精准肿瘤学中的伞式临床试验旨在根据肿瘤内的特定遗传变化来定制治疗方法。对于伞式临床试验的风险/效益比知之甚少。我们的系统评价和荟萃分析的目的是评估在测试靶向药物或靶向治疗联合化疗的癌症伞式试验中的疗效和安全性概况。
我们的研究在 PROSPERO(CRD42020171494)中进行了前瞻性注册。我们在 Embase 和 PubMed 中搜索了测试靶向药物或靶向治疗联合化疗的癌症伞式试验。我们纳入了 2006 年 1 月 1 日至 2019 年 10 月 7 日发表的实体瘤研究。我们使用与药物相关的 3 级或更高的不良事件(AE)来衡量风险,使用客观缓解率(ORR)、无进展生存期(PFS)和总生存期(OS)来衡量益处。在可能的情况下,我们进行了荟萃分析。
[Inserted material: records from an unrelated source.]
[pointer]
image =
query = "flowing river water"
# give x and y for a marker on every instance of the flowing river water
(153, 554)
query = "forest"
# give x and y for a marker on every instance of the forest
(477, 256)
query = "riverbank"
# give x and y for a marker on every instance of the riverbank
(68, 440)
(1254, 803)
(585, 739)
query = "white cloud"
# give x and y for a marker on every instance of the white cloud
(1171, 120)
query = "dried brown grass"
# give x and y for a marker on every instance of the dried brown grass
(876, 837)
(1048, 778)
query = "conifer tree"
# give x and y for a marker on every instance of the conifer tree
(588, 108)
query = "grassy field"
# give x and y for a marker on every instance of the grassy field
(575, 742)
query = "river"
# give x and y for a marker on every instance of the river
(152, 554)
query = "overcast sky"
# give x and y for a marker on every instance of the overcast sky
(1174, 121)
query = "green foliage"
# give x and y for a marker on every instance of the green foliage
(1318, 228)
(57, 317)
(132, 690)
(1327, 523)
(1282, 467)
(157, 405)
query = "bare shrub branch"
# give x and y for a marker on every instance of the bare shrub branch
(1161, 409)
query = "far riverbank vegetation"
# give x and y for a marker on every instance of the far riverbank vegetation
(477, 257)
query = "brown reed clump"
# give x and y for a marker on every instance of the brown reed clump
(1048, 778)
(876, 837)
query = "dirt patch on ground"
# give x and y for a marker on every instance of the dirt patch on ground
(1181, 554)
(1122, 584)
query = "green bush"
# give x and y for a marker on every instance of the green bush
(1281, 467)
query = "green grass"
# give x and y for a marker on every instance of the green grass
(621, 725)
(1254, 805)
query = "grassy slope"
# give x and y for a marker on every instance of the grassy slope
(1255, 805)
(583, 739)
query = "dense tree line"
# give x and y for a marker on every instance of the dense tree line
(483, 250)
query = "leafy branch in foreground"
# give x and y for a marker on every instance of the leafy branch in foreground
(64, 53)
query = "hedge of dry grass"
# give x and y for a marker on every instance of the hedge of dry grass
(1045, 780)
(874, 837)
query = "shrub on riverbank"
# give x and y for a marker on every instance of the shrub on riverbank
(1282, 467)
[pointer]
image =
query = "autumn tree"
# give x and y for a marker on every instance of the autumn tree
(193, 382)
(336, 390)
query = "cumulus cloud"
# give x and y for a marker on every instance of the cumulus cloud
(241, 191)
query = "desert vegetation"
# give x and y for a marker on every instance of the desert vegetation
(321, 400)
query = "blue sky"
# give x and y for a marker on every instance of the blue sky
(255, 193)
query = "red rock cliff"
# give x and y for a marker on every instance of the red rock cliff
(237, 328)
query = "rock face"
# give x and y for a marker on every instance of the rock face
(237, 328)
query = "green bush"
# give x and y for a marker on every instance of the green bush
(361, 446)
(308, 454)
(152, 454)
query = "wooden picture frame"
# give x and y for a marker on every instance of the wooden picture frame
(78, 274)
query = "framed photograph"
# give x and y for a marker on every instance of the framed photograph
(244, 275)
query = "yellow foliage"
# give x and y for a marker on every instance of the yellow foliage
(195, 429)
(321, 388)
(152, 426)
在确定的 6207 条记录中,我们纳入了 9 项伞式试验的 31 个亚试验或臂(N = 1637)。汇总的总 ORR 为 17.7%(95%置信区间 [CI] 9.5-25.9)。实验臂中靶向治疗的 ORR 明显低于靶向治疗联合化疗药物的组合:13.3%比 39.0%;p = 0.005。中位 PFS 为 2.4 个月(95%CI 1.9-2.9),中位 OS 为 7.1 个月(95%CI 6.1-8.4)。总的药物相关死亡率(药物相关 5 级 AE 率)为 0.8%(95%CI 0.3-1.4),平均每人的药物相关 3/4 级 AE 发生率为 0.45(95%CI 0.40-0.50)。
我们的研究结果表明,在 2006 年 1 月 1 日至 2019 年 10 月 7 日发表的伞式试验中,平均每五名癌症患者中有一名对特定治疗有反应,而每 125 名患者中有一名因药物毒性而死亡。我们的研究结果不支持癌症伞式试验中增加患者受益的预期。进一步的研究应该调查伞式试验设计和精准肿瘤学方法是否改善了患者的预后。